— Евгений, ну, может, потом как-нибудь, уляжется все. Жаль терять перспективного ученого…
Все-таки доброе дело он сделал, позвонил знакомой в гороно, попросил трудоустроить куда-нибудь.
Так и стал Женька Евгением Петровичем, учителем физики в средней общеобразовательной школе номер сто один, что стояла на отшибе на Коломягах у деревянной церкви. В семьдесят девятом школу закрыли. Женька маялся без работы. Рита, устав от безденежья и прозябания, ушла от него. Точнее, ушел он из выделенной ему гороно однокомнатной «хрущевки», ушел к тетке, где жил в период студенчества. Но мужчина — учитель физики — был востребован женскими коллективами школ, и без работы он долго не просидел, вновь начал учительствовать. У педсовета Евгений Петрович не был на хорошем счету, потому как классное руководство не брал, директора не слушал, программу учебную не по методичкам читал. Вместо физического кружка, взятого на подработку, водил детей в походы без согласования с педагогическим коллективом и родителями. Вскоре выговоров у него было некуда писать в трудовую, а в кружке — детей некуда садить, потому что полшколы в него записалось, да еще и малолетки из младших классов нет-нет да залезут под парту на инструктаже о том, что брать в очередную вылазку.
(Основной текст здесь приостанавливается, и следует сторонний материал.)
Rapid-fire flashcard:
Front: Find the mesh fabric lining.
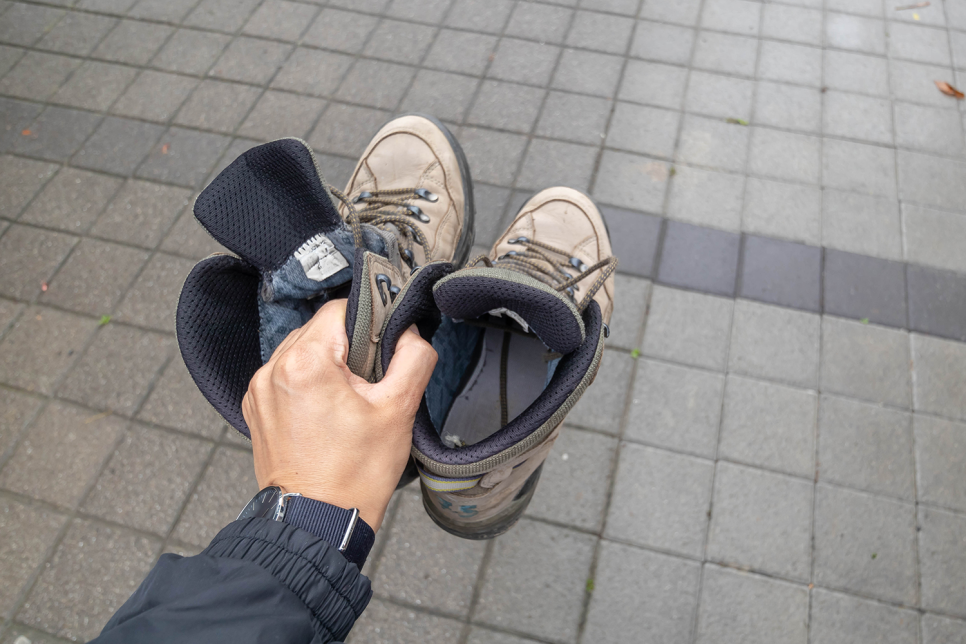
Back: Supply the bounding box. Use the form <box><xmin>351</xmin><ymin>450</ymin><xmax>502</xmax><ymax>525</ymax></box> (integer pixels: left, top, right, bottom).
<box><xmin>434</xmin><ymin>270</ymin><xmax>584</xmax><ymax>354</ymax></box>
<box><xmin>177</xmin><ymin>255</ymin><xmax>262</xmax><ymax>437</ymax></box>
<box><xmin>195</xmin><ymin>139</ymin><xmax>342</xmax><ymax>270</ymax></box>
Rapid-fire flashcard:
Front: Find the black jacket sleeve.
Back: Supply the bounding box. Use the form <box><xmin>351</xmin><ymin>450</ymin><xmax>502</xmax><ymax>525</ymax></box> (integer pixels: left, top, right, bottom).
<box><xmin>93</xmin><ymin>519</ymin><xmax>372</xmax><ymax>644</ymax></box>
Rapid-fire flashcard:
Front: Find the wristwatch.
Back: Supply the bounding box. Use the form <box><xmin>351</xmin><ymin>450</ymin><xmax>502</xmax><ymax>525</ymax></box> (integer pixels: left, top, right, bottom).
<box><xmin>236</xmin><ymin>485</ymin><xmax>376</xmax><ymax>568</ymax></box>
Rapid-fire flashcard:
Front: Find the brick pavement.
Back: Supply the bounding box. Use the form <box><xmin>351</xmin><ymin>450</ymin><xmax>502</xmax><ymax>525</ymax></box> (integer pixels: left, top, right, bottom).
<box><xmin>0</xmin><ymin>0</ymin><xmax>966</xmax><ymax>644</ymax></box>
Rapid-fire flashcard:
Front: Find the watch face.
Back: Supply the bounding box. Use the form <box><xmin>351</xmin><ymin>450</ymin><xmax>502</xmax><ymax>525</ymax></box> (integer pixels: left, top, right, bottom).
<box><xmin>236</xmin><ymin>486</ymin><xmax>282</xmax><ymax>521</ymax></box>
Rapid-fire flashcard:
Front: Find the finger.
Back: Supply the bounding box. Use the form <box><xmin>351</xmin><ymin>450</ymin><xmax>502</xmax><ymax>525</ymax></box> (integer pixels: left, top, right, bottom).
<box><xmin>376</xmin><ymin>327</ymin><xmax>437</xmax><ymax>407</ymax></box>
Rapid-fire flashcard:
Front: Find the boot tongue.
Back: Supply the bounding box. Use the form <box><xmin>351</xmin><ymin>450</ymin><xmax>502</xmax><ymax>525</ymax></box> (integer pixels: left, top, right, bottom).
<box><xmin>433</xmin><ymin>268</ymin><xmax>586</xmax><ymax>354</ymax></box>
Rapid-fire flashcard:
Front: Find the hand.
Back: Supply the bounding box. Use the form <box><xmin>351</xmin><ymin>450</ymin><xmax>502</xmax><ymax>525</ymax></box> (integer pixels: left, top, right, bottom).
<box><xmin>242</xmin><ymin>300</ymin><xmax>436</xmax><ymax>530</ymax></box>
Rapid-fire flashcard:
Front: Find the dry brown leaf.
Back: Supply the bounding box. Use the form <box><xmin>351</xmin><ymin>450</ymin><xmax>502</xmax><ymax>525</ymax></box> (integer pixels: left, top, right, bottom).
<box><xmin>933</xmin><ymin>81</ymin><xmax>966</xmax><ymax>100</ymax></box>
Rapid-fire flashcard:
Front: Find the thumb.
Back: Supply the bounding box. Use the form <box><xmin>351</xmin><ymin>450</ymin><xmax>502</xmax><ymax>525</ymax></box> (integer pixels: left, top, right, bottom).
<box><xmin>375</xmin><ymin>327</ymin><xmax>437</xmax><ymax>413</ymax></box>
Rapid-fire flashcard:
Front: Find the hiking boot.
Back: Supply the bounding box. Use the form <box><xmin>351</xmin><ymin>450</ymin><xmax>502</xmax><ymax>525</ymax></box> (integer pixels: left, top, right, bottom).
<box><xmin>177</xmin><ymin>139</ymin><xmax>409</xmax><ymax>438</ymax></box>
<box><xmin>336</xmin><ymin>114</ymin><xmax>475</xmax><ymax>270</ymax></box>
<box><xmin>364</xmin><ymin>188</ymin><xmax>617</xmax><ymax>539</ymax></box>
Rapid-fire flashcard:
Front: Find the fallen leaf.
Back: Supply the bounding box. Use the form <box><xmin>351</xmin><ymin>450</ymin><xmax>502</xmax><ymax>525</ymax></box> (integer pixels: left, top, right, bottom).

Писать письма о бомбе в далеком уральском лесу Женька не переставал лет пять. Даже самому Брежневу написал. Но ответов не получил. Потом отчаялся и перестал марать бумагу. Уходя в поход или приходя из него, часто водил группу ребят в старую деревянную церковь. Младшие с удивлением рассматривали лики на стенах, старшеклассники скептически относились к этим мероприятиям странного учителя физики, но, тем не менее, заходили и примолкали, обычно громкоголосые и задиристые пацаны становились здесь строгими и тихими. Родители не одобряли этого, директор и завуч школы беседовали с физиком, но все безрезультатно. Проблема была в том, что и настоятели храма, что менялись тогда часто, не жаловали разношерстную толпу перед алтарем. Толпа только глазела, свечей не покупала, требы не заказывала. Да еще и грязь наносила. Неудобные люди, о чем один раз и предупредил священник Евгения Петровича.
— А если они к Богу тянутся, если им надо решить вопросы, которых у них миллион, а ответа даже я дать не могу? Поговорите с ними, с каждым. Им завуч по воспитательной работе каждый день мозги моет, коммунизм строить указывает как. А жизнь по совести построить, нравственность привить? Кто им поможет? — спросил его учитель.
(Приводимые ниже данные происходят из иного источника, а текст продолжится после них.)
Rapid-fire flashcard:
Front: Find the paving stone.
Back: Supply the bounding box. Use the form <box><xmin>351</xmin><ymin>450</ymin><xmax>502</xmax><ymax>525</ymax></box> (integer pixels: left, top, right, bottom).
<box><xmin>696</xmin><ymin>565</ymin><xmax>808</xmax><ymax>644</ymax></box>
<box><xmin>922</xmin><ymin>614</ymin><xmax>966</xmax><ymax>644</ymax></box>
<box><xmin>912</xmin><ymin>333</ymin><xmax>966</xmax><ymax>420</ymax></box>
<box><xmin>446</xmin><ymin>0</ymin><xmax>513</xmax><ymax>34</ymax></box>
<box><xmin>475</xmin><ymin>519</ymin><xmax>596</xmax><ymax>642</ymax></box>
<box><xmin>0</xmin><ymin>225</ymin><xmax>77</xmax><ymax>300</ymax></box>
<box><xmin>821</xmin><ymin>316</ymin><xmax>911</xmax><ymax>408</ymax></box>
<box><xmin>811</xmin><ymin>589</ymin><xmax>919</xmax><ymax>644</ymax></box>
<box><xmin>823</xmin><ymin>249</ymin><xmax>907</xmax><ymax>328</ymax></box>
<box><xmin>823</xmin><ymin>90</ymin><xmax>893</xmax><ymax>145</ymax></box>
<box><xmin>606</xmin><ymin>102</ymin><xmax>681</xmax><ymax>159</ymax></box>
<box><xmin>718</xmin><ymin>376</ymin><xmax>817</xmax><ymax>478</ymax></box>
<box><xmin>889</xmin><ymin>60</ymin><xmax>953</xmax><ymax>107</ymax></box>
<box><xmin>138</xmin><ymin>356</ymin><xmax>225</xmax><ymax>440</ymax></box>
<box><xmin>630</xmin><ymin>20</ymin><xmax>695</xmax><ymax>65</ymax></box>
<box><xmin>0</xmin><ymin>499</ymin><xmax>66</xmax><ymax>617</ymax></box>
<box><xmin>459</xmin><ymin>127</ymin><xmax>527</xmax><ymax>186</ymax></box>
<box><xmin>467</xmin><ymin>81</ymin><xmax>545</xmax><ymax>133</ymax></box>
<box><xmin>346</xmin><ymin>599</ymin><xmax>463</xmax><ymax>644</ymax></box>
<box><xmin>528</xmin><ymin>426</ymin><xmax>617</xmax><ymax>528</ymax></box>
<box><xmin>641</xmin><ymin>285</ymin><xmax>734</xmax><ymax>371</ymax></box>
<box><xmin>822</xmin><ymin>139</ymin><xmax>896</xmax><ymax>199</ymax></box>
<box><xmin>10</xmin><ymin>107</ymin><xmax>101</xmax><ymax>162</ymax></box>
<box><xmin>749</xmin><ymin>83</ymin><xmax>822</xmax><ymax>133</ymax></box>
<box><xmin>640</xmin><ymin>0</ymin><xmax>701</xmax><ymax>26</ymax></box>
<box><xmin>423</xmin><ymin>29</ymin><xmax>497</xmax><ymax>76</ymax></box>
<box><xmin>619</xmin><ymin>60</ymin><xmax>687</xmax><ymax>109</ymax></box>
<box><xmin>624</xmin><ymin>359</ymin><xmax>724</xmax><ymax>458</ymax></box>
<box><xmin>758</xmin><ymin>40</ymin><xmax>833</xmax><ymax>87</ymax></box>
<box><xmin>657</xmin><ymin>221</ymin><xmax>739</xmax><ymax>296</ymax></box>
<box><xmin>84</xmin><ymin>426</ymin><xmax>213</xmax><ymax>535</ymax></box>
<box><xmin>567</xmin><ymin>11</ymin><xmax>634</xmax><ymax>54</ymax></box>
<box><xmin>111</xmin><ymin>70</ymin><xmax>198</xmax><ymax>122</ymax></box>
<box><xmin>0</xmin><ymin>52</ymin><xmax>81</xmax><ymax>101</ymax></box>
Священник в полемику вступать не стал, скрылся за алтарем и больше не появлялся. Стал Евгений Петрович водить детей в храм реже, в лесу рассаживал их на красивой полянке да рассказывал, что есть жизнь, что есть смерть, для чего жить надо, как жить некрасиво, что человек может познать, а что — не в его власти, рассказывал как мог и как понимал вопросы, ответов на которые сам для себя еще не нашел. Но для детей пояснял, иначе нельзя, иначе не будет тяги к жизни у них, не будет желания искать маленькие зацепочки, которые скрашивают человеческое существование, вечную борьбу за выживание и решение дилеммы индивидуального и социального.